Il a lancé un appel aux gouvernements, provincial et fédéral, pour répondre à cette crise, mardi, lors d'une conférence de presse.

Aide fédérale-provinciale

John Tory propose que le provincial et le fédéral mettent en branle une stratégie régionale pour gérer cet afflux.

Une des propositions du maire est que les gouvernements travaillent à héberger les demandeurs d'asile et leur trouver des emplois à l'extérieur de la ville de Toronto.

Il y a présentement 3000 réfugiés dans notre système hébergement, souligne le maire.

M. Tory a déclaré que la Ville avait fait des « efforts héroïques » pour héberger des demandeurs d'asile, mais qu'elle ne pouvait plus en gérer l'afflux elle-même.

Ce n'est pas la première fois qu'une demande d'aide financière est faite par John Tory à l'endroit d'Ottawa et du provincial.

Le 1er juin dernier, le gouvernement fédéral a annoncé qu'il octroyait 11 millions de dollars à la province de l'Ontario pour faire face aux besoins d'hébergement temporaire des demandeurs d'asile irréguliers.

Des dortoirs temporaires

Les deux dortoirs étudiants qui logent temporairement plus de 800 réfugiés dont 200 enfants auront bientôt atteint leur capacité, confirme le maire.

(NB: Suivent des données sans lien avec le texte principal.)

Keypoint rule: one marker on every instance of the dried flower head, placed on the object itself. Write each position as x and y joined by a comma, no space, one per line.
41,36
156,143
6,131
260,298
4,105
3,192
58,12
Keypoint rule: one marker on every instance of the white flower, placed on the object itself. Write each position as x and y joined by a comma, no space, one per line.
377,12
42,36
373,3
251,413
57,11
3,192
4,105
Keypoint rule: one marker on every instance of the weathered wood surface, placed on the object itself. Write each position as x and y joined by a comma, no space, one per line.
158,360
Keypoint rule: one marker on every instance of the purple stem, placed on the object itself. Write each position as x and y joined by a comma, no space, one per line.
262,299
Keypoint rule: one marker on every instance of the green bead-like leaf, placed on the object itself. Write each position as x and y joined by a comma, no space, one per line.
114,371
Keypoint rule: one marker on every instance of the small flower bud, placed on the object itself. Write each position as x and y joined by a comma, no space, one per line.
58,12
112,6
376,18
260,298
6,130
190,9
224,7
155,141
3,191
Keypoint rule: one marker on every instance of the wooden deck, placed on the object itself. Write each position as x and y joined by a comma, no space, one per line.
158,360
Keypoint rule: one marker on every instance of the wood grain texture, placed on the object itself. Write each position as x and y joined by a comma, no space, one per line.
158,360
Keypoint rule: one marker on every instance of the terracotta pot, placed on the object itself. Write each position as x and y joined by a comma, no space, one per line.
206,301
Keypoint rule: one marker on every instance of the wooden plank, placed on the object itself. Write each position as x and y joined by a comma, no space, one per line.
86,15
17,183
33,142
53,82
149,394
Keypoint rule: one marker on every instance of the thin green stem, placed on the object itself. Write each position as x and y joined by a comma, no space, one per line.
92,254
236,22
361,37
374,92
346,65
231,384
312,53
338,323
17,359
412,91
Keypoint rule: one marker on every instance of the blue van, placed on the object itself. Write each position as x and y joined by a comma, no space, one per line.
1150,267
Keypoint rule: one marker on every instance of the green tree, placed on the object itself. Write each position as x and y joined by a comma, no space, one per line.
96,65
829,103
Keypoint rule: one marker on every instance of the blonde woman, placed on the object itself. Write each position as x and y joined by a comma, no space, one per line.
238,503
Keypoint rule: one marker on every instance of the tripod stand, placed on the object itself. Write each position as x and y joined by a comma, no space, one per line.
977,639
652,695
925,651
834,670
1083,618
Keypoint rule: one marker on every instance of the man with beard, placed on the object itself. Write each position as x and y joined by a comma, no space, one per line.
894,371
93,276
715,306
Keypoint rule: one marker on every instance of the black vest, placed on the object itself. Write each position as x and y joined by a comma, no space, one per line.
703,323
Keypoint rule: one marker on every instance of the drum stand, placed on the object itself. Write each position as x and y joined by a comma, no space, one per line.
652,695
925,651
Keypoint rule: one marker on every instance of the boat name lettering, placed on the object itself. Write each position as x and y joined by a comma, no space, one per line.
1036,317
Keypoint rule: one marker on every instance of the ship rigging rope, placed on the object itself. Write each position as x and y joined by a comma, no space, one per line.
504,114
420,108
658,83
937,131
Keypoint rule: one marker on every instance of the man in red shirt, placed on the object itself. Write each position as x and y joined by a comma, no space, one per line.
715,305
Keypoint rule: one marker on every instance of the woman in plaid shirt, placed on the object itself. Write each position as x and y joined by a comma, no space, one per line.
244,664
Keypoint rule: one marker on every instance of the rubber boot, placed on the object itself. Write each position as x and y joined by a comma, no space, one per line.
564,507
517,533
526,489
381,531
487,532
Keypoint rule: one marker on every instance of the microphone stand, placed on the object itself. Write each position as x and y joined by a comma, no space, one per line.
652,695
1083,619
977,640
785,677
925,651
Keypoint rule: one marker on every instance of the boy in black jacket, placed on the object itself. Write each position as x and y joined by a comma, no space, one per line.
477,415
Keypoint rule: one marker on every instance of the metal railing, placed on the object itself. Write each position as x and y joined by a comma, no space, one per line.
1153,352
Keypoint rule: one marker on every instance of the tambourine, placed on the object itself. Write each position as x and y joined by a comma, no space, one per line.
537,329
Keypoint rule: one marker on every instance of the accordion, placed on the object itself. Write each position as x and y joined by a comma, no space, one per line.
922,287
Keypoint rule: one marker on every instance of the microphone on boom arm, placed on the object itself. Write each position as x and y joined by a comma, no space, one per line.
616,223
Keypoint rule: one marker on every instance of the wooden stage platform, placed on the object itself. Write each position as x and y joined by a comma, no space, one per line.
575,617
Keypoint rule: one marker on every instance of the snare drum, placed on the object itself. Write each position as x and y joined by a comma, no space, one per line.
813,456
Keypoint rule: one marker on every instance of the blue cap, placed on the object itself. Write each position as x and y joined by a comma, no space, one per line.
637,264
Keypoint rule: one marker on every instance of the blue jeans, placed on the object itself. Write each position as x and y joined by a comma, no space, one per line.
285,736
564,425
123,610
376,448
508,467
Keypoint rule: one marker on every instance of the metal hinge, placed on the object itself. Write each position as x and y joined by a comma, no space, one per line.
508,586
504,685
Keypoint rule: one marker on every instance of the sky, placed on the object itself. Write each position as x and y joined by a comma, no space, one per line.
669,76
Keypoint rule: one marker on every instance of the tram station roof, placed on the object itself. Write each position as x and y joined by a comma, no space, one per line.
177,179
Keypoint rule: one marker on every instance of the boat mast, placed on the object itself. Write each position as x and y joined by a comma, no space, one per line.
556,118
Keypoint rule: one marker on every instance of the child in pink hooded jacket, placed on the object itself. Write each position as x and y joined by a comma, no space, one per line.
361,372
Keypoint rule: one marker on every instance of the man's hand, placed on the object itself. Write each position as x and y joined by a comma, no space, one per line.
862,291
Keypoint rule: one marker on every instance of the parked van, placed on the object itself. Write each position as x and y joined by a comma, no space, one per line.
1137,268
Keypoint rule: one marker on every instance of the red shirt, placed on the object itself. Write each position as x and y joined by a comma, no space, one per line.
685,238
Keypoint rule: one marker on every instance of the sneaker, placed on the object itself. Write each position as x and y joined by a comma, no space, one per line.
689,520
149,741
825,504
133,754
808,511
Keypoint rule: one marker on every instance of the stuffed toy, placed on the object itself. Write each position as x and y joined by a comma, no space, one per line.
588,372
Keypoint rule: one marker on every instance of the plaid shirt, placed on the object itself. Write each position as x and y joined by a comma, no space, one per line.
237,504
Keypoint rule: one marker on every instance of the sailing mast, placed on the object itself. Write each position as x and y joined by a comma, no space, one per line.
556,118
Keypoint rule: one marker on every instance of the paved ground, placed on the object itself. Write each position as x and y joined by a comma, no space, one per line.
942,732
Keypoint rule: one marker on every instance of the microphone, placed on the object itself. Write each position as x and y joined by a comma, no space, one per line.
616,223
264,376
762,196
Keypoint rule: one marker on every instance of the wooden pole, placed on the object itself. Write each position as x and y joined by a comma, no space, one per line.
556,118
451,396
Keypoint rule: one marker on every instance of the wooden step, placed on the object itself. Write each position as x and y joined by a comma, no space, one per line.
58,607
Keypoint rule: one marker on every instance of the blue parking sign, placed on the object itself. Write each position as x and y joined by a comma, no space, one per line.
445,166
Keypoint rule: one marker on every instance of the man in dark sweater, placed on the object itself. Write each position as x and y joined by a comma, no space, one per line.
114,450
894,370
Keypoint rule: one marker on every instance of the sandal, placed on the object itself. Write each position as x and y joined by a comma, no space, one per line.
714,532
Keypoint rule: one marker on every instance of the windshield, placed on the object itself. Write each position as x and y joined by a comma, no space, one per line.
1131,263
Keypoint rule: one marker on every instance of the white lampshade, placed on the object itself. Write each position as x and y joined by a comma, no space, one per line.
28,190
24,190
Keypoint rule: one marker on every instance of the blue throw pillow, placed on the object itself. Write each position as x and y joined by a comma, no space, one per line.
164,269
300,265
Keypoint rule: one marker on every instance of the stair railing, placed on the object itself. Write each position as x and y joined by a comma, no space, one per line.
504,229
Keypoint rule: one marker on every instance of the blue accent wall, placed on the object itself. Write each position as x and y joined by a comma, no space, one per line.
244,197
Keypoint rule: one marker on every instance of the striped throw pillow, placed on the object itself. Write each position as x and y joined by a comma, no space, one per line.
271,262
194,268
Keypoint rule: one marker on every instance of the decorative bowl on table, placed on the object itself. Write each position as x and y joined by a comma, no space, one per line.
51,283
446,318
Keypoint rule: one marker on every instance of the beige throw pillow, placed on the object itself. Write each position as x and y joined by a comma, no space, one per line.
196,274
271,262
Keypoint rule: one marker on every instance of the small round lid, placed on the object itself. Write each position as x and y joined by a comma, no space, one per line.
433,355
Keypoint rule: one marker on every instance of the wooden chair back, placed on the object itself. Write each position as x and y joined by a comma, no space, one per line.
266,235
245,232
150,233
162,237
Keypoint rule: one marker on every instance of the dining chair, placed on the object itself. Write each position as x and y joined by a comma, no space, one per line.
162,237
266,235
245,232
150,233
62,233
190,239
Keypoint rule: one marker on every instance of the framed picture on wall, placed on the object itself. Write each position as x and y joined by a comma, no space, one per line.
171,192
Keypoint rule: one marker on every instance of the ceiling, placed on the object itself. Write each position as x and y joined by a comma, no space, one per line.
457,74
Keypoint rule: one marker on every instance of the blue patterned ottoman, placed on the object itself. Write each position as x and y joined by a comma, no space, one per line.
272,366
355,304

Ces dortoirs ne seront plus disponibles à partir du 9 août, puisque les étudiants retourneront sur le campus.

Nous n'aurons pas les installations, les ressources et le personnel pour accommoder l'arrivée des demandeurs d'asile, lance John Tory.

La relocalisation de ces réfugiés pourrait nécessiter la fermeture d'urgence de plusieurs centres communautaires, qui seraient utilisés comme centre d'hébergement, selon le maire. M. Tory, toutefois, a dit ne pas être prêt à prendre une telle mesure.

Du Nigeria à Toronto

Jamil Bello est un père de famille nigérian qui vit depuis un mois dans le dortoir du Collège Centennial.

La recherche d’emploi et de logement l’inquiète.

Jamil Bello cherche une maison où emménager avec sa famille.

Le problème, c’est que les propriétaires ne veulent pas louer à des gens comme nous, dit-il.

Nous ne savons pas ce que le gouvernement prévoit pour nous. Où allons-nous? Personne ne le sait. Quoi qu’il arrive, je sais que le gouvernement ne nous laissera pas dans la rue, soutient Jamil Bello.